However, as can be seen in Figure 7, Swahili page viewing habits spiked heavily on the 10th of February 2021 for a brief period of 48 hours before dropping back. At its peak, Swahili Wikipedia received 918,762 views which far exceeds the number of page views received on any other date during our sample. Exactly what may have caused this peak is unclear although the date corresponds with the announcement of the first Ebola outbreak in Guinea in five years. 11 as well as the Congo River Disaster 12 , both of which may have driven information gathering behaviours within Swahili speaking nations. Additionally, we observe smaller peaks in views on the 16th of March 2022 and the 19th of July 2022. While viewing habits in Swahili are somewhat volatile, the most significant periods of high engagement all fell within the period prior to the launch of ChatGPT. It seems likely, then, that this fall is unrelated to the launch of ChatGPT and instead reflects events which drove engagement with Wikipedia in Africa.
We then analysed the six language versions of Wikipedia where ChatGPT was unavailable. Once again, results showed a statistically significant rise across five of the six languages. However, in contrast with the six languages where ChatGPT was available, these rises were generally much more significant. For Farsi, for example, our model showed a 30.3% rise, while for Uzbek and Vietnamese we found a 20.0% and 20.7% rise respectively.
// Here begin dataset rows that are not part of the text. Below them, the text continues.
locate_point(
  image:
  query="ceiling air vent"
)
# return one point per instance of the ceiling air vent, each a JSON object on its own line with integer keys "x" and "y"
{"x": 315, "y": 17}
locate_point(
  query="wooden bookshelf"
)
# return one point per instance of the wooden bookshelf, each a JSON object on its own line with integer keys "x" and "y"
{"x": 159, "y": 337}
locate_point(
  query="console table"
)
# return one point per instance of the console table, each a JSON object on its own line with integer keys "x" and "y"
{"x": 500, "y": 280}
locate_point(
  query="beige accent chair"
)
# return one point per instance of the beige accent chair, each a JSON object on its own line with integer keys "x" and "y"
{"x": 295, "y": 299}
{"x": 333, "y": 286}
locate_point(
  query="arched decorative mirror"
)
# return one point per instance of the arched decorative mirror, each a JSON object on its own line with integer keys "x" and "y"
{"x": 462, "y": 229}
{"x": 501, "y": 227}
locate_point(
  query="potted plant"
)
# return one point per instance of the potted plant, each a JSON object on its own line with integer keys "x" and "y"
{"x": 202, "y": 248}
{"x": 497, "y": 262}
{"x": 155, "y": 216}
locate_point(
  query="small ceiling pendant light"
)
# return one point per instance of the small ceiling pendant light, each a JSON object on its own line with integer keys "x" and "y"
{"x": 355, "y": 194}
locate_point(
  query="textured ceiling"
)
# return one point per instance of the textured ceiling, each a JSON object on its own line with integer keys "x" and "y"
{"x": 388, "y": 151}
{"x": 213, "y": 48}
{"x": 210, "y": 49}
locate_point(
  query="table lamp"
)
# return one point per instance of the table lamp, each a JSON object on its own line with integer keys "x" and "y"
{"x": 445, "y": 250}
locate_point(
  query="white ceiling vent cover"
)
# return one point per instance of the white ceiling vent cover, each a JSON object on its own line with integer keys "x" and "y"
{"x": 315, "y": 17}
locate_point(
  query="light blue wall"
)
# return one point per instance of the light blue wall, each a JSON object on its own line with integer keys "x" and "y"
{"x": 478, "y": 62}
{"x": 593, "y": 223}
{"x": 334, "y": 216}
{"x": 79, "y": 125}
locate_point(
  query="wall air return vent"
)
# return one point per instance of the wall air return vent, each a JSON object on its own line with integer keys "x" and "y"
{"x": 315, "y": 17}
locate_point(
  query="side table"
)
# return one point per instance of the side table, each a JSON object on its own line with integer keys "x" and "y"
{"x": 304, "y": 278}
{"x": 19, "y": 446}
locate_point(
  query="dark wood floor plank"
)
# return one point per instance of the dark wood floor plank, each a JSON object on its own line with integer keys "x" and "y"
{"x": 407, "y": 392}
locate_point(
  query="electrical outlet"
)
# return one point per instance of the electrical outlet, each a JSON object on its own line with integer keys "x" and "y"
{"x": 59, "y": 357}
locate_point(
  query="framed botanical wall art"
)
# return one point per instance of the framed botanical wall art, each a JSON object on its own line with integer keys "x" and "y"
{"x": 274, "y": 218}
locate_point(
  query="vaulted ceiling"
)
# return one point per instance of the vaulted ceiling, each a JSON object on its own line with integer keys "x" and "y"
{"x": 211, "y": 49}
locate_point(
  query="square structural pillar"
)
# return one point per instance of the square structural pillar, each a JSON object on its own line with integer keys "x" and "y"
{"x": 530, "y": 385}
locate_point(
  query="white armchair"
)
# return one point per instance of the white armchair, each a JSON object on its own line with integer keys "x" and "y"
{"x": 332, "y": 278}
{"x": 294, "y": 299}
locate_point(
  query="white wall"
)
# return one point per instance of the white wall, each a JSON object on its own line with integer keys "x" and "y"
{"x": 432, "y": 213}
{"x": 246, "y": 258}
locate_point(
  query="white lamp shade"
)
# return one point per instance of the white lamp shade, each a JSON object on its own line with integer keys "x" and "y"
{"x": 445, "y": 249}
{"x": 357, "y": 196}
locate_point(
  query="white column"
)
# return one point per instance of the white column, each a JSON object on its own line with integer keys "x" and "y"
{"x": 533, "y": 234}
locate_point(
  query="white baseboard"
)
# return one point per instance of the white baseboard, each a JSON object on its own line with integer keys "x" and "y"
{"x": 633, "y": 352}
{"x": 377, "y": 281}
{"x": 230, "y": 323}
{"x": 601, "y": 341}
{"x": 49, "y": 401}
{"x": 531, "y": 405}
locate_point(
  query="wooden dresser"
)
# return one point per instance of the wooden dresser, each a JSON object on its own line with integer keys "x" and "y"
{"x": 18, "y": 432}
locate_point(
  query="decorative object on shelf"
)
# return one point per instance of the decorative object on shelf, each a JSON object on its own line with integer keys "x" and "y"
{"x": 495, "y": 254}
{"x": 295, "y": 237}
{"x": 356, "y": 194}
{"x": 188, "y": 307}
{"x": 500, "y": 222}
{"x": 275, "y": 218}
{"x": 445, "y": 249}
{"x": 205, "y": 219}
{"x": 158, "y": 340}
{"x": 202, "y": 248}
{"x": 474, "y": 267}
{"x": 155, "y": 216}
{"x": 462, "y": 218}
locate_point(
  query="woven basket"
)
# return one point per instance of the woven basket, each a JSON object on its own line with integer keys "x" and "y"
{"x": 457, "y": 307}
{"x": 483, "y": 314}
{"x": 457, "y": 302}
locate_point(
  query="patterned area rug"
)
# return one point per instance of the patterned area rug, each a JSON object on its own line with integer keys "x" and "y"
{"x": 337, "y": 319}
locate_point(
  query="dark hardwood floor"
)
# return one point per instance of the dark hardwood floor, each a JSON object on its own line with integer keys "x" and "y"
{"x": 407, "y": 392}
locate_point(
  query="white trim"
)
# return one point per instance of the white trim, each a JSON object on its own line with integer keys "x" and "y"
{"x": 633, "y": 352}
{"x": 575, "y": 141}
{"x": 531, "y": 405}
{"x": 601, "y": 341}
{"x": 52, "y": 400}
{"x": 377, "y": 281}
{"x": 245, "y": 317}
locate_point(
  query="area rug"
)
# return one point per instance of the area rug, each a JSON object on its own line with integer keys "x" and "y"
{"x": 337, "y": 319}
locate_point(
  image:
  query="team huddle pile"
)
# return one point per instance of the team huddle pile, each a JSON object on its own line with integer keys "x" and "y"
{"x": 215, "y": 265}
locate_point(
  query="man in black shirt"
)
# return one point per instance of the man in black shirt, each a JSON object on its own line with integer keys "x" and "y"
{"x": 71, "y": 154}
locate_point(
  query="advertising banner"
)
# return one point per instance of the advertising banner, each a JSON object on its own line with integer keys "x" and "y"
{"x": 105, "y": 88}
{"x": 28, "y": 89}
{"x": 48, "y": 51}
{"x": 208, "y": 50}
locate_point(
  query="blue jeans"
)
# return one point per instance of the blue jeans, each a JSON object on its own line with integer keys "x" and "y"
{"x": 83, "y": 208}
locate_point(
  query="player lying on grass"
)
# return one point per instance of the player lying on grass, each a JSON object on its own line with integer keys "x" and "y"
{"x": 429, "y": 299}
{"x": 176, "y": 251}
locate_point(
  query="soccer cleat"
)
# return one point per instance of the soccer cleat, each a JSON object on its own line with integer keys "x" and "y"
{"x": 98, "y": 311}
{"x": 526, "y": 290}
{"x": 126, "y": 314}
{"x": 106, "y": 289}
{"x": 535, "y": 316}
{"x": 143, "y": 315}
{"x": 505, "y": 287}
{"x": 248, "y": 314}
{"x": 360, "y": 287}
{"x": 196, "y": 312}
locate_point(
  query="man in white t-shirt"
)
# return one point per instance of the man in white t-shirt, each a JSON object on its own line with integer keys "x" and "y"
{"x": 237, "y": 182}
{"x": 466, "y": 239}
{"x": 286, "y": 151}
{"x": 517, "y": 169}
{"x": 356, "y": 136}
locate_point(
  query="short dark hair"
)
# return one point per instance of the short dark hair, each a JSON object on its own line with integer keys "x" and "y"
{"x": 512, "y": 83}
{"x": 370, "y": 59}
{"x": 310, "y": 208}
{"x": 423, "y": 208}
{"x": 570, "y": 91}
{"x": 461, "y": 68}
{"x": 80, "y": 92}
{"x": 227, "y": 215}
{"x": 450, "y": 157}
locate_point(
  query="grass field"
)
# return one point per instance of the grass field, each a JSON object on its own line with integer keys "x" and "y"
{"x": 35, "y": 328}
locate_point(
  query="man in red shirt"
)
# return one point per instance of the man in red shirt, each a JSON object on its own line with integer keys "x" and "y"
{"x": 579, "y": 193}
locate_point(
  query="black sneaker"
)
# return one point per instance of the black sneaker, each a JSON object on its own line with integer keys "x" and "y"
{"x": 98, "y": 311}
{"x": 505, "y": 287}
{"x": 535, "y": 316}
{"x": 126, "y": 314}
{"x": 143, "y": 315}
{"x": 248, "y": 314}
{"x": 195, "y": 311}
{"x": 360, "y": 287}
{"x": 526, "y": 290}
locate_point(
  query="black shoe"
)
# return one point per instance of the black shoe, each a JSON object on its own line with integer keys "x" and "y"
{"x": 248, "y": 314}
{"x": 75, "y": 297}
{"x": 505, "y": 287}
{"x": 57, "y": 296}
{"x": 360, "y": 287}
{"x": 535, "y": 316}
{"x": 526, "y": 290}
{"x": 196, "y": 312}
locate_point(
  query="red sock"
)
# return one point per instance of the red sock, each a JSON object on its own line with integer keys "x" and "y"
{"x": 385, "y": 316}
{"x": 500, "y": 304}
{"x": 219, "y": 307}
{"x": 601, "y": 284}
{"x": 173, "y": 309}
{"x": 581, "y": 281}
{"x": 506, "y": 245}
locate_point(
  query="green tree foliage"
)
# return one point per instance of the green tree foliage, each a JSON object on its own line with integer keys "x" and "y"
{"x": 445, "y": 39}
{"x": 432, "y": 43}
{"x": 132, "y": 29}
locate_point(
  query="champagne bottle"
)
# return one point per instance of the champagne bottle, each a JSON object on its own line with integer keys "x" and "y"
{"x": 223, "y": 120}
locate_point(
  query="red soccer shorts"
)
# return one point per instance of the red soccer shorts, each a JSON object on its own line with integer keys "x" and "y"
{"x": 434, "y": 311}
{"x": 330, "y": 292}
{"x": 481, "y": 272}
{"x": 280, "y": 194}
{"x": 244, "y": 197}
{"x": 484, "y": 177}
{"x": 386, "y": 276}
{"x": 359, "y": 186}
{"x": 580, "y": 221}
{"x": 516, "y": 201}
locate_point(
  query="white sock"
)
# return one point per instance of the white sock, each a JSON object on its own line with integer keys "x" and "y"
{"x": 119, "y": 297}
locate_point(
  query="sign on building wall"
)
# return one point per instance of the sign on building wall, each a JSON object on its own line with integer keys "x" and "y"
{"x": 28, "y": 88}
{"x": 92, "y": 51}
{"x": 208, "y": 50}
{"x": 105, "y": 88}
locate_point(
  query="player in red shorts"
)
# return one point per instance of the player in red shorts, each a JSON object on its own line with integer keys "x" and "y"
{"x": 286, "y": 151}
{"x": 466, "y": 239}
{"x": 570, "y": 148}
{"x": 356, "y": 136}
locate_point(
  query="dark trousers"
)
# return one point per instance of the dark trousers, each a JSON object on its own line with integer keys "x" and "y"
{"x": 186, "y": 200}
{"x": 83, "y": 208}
In fact, four of the languages showed higher rises than all of the languages where ChatGPT was available except Arabic, while one was higher than all languages except Arabic and Italian.
Edits
Panel regression result for edits.
’ = statistically significant at p < .05, + = significant at p < .01, * = significant at p < .001.
Visiting users
Wikipedia is a service that can be used by almost anyone provided they have an internet connection and are based in a country that does not ban access. There are no restrictions in terms of cost and a user does not need to have an account to view an article. As a result, the Wikimedia API does not provide any details on the number of users who visited pages on any given day, but it does provide the number of unique devices that accessed each language platform. We note that this metric is somewhat imperfect as an individual who uses more than one device would be counted multiple times, while multiple users who share a device would only be counted once. Additionally, a user who logs in only to edit would still be recorded as a visitor, but this is less of a concern as the Wikimedia API records any edit as a page view. Regardless, we chose to use the number of unique devices as the best available proxy for the number of visitors a page received.
Panel regression result for visitor numbers.
’ = statistically significant at p < .05, + = significant at p < .01, * = significant at p < .001.
Editors
Panel regression result for editor numbers.
’ = statistically significant at p < .05, + = significant at p < .01, * = significant at p < .001.
Our model did not find a statistically significant change in editors for either English or Swedish. For Italian, we found a weakly statistically significant rise of 6.6%, while for Urdu we found a weakly statistically significant fall of 6.7%. The largest impact was observed in Arabic where the model identified a 12.5% as associated with the period after ChatGPT released. Among the languages where ChatGPT was unavailable, we found a statistically significant rise in Farsi and Tigrinya but a statistically significant fall in Uzbek.
Volatility
Volatility analysis results including outcomes of Levene’s test (p-value) and change in standard deviation (Δstddev) for residuals of each language.
For edits, results were largely mixed. Among the languages where ChatGPT was available, we observed a statistically significant increase in English and Swedish, a statistically significant decrease in Italian and Urdu and no statistically significant change for Arabic and Swahili. Conversely, among the languages where ChatGPT was not available, we observed a statistically significant increase in Russian, a statistically significant decrease in Tigrinya, Uzbek and Vietnamese and no statistically significant change in Amharic or Farsi.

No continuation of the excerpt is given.